As datasets continue to expand and models grow become complex, distributing machine learning (ML) workloads across multiple nodes is becoming more attractive. Unfortunately, breaking up and distributing a workload can add both computational overhead, and a great deal more complexity to the system. Data scientists should be able to focus on ML problems, not DevOps.

Fortunately, distributed workloads are becoming easier to manage, thanks to Kubernetes. Kubernetes is a mature, production ready platform that gives developers a simple API to deploy programs to a cluster of machines as if they were a single piece of hardware. Using Kubernetes, computational resources can be added or removed as desired, and the same cluster can be used to both train and serve ML models.

This codelab will serve as an introduction to Kubeflow, an open-source project which aims to make running ML workloads on Kubernetes simple, portable and scalable.
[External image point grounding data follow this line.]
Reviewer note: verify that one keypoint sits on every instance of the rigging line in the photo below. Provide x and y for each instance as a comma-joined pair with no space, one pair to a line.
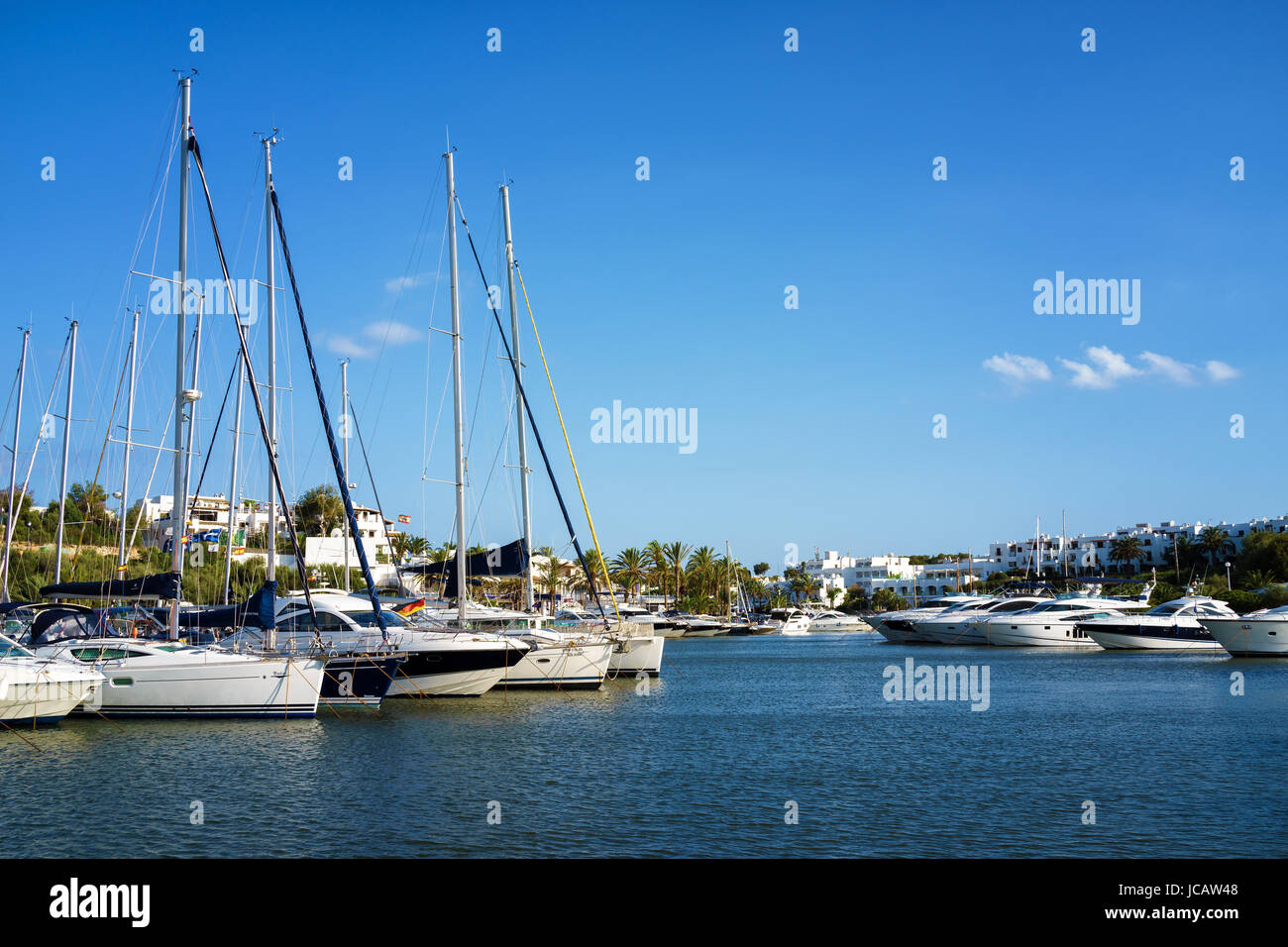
326,419
567,442
425,215
447,376
53,388
380,510
214,434
98,470
254,389
532,421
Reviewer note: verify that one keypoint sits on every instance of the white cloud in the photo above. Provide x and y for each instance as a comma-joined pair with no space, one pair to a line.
1220,371
1019,368
389,331
1168,368
347,347
407,282
1106,369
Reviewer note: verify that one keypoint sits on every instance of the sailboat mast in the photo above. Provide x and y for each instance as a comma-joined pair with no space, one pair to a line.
344,434
179,506
518,401
193,394
129,445
13,468
232,484
458,402
62,478
270,573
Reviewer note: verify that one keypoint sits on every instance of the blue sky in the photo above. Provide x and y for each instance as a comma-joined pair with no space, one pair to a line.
768,169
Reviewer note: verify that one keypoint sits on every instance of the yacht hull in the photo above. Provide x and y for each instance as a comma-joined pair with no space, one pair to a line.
638,656
1249,638
37,699
1033,635
568,667
268,688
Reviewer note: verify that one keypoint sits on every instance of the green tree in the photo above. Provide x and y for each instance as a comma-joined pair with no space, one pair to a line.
318,512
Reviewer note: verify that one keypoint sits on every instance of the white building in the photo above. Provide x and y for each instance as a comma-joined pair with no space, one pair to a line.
1090,554
894,573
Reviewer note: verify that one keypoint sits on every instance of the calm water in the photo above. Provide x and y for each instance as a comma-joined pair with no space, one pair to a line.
702,766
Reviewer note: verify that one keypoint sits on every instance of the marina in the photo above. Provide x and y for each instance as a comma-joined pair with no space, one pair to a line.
1176,766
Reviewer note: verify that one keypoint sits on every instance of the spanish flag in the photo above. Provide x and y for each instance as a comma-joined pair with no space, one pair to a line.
410,607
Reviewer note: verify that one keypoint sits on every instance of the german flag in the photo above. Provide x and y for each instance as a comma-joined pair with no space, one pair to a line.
410,607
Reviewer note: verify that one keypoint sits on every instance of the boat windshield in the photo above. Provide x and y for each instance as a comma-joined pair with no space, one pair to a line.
368,618
11,648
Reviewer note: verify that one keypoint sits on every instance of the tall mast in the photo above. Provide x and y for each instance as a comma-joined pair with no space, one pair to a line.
179,508
518,401
62,480
193,394
129,445
271,357
232,486
458,405
344,434
13,468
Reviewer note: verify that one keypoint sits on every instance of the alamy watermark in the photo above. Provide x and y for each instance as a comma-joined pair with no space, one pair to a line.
913,682
649,425
1087,298
213,296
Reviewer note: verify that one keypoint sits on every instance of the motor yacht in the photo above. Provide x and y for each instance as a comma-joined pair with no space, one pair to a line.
837,621
1173,625
1260,634
1052,622
901,628
439,661
39,690
966,625
795,622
Kubeflow adds some resources to your cluster to assist with a variety of tasks, including training and serving models and running Jupyter Notebooks. It also extends the Kubernetes API by adding new Custom Resource Definitions (CRDs) to your cluster, so machine learning workloads can be treated as first-class citizens by Kubernetes.

What You'll Build

This codelab will describe how to train and serve a TensorFlow model, and then how to deploy a web interface to allow users to interact with the model over the public internet. You will build a classic handwritten digit recognizer using the MNIST dataset.

The purpose of this codelab is to get a brief overview of how to interact with Kubeflow. To keep things simple, the model we'll deploy will use CPU-only training, and only make use of a single node for training. Kubeflow's documentation has more information when you are ready to explore further.

What You'll Learn

What You'll Need

Downloading the Project Files

The first step is to download a copy of the Kubeflow examples repository, which hosts the code we will be deploying. This codelab can be completed on a local machine, or through Google Cloud Shell:

Download in Google Cloud Shell

Download locally

Setting Environment Variables

Before we can start, we should set up a few environment variables we will be using through the course of the codelab. The first is the project ID, which denotes which GCP project we will be using

// available project ids can be listed with the following command:
// gcloud projects list
PROJECT_ID=<YOUR_CHOSEN_PROJECT_ID>

gcloud config set project $PROJECT_ID

We also need to provide the zone we want to use

ZONE=us-central1-c

Next, we will set the Kubeflow deployment name. For this codelab, we will simply use "mnist-deployment"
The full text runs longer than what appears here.